Skyler visits Ted in the hospital, discovering that he’s lucid, but that his injury has left him completely paralyzed, horrifically confined to an elaborate system of neck and chest braces. Stiltingly, Ted claims he has kept all relevant details about the money laundering to himself, and promises never to reveal them to anyone.
Under cover of darkness, Jesse, Walt and Mike pull up outside the evidence room at the police station where the laptop is being held and power up the magnet. Exemplary of the show’s flourishes of warped surrealism, a slow-boiling montage shows metal-caged ceiling lamps tilting off-balance toward a wall, paperclips sliding off a desk, and a red tricycle sailing balletically across the floor as plastic evidence bins sail off the shelves, breaking open and spilling a huge collection of metal into a glittering assemblage against the wall. In a final operatic crescendo, Walt’s overenthusiasm with the magnet’s intensity knob causes the truck to tip sidewise and pin itself to the outer wall of the building, but by the time agents arrive outside, Jesse and Walt have already fled the scene.
Rifling through the debris in the evidence room, officers finally uncover the Fring evidence.

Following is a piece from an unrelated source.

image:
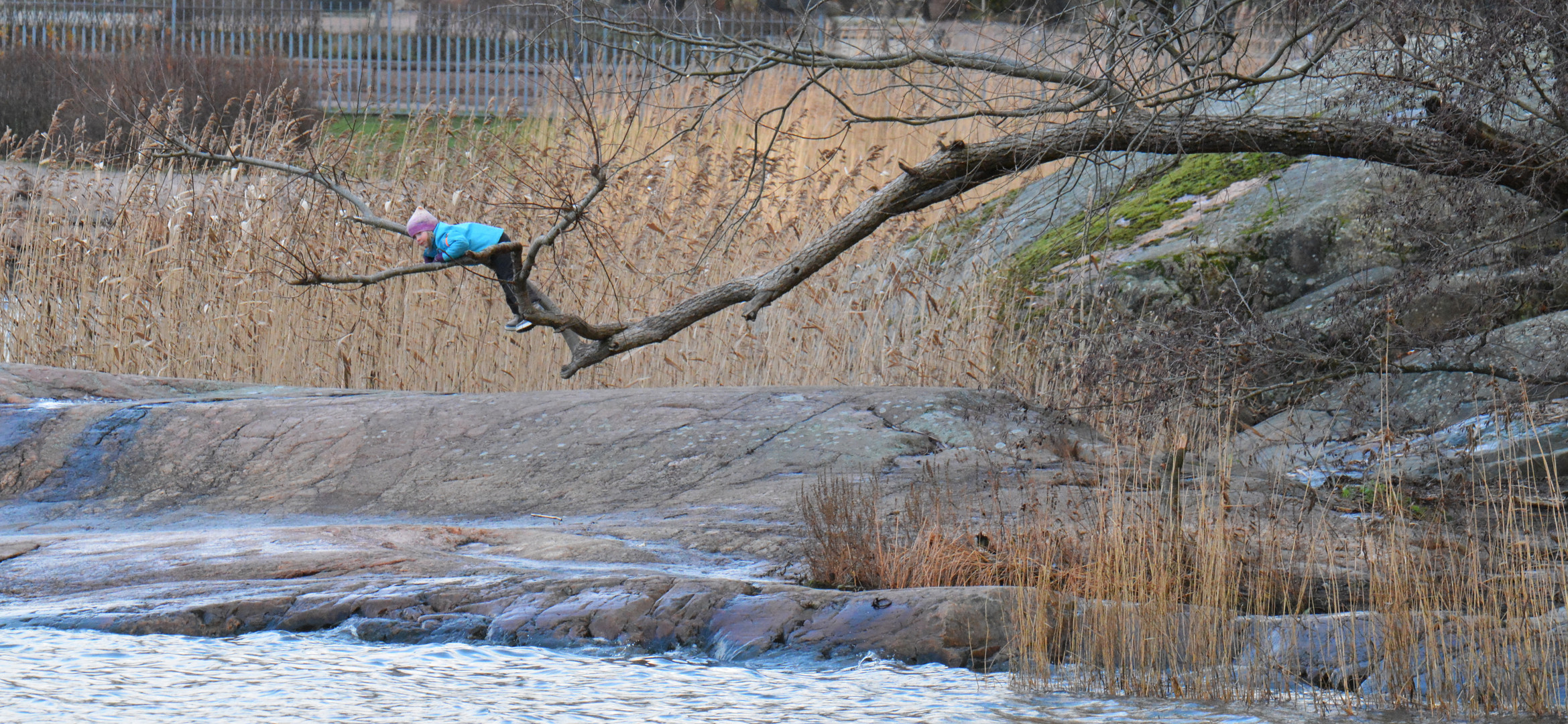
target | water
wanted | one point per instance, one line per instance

Brushing off a photograph in a shattered frame of Fring and his murdered fast food co-founder, the officer cataloguing the destruction notices a previously unrecorded detail – some text written behind the photograph in ballpoint, including a name, and what appears to be a routing number.

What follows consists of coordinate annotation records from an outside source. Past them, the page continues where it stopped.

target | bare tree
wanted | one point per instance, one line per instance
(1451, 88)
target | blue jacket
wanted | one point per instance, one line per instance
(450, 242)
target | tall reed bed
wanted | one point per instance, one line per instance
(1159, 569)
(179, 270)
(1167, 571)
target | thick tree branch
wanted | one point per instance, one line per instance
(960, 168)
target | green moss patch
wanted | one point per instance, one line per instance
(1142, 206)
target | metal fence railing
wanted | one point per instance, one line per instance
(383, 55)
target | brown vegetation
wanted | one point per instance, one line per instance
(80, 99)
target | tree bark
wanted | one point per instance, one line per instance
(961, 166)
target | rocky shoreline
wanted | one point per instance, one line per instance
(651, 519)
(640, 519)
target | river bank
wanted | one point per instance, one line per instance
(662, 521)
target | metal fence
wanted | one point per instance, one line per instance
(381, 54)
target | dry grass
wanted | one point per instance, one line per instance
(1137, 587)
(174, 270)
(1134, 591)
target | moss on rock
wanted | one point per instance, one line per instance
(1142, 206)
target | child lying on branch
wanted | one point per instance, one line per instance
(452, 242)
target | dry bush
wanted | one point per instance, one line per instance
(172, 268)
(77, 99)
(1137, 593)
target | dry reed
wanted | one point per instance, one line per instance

In the kitschy decadence of his office, Saul Goodman chipperly explains the details about Skyler’s money transfer to Ted Beneke, emphasizing that the point of the move was to avoid getting involved in an audit and deter suspicion from the car wash. Walt berates Saul acidly for not informing him about the transfer ahead of time, sarcastically comparing him to Clarence Darrow and mocking his use of the word “ethically.” Insisting on his ultimate loyalty to Walter and waving an empty plastic Ziploc bag, Saul makes obscure allusions to Andrea’s son, lamenting dramatically that he didn’t realize “the kid would end up in the hospital.”
The episode closes on a quiet, and emotionally ambiguous moment between Walter and Skyler. Walter enters the bedroom of their former shared home while Skyler is changing the baby’s diaper on the bed. With apparent tenderness, Walt says that he heard about what happened to Ted. “He’s not going to talk,” Skyler says tersely. Moving toward her slowly and wrapping his arms around her, Walter lays his head on Skyler’s shoulder and after a pause, softly mutters, “I forgive you.” The screen fades out on a shot of Skyler’s stricken, open-mouthed face.
Season five’s premiere is briskly action-oriented for the most part, with downplayed moments of emotionality laced throughout. Appropriately for the series, much of the character development remains poignantly subterranean. It’s especially interesting to observe how totally and unapologetically fused Walt and Jesse have become, no longer bothering to defend or explain their status as a fully conjoined unit. The ongoing power struggle between Walt and Skyler is likewise given a subtle and increasingly dark cast. The stalemate that defines their relationship continues to be more and more aggressively foregrounded by the extremity of Walter’s actions outside the relationship’s parameters, contrasted against Skyler’s unyielding and self-defensive pettiness in the face of them. Aside from the consistent intensity of the plot elements, the premier casts an intriguing and confident new filter on existing character dynamics that promisingly raise expectations for the rest of the season.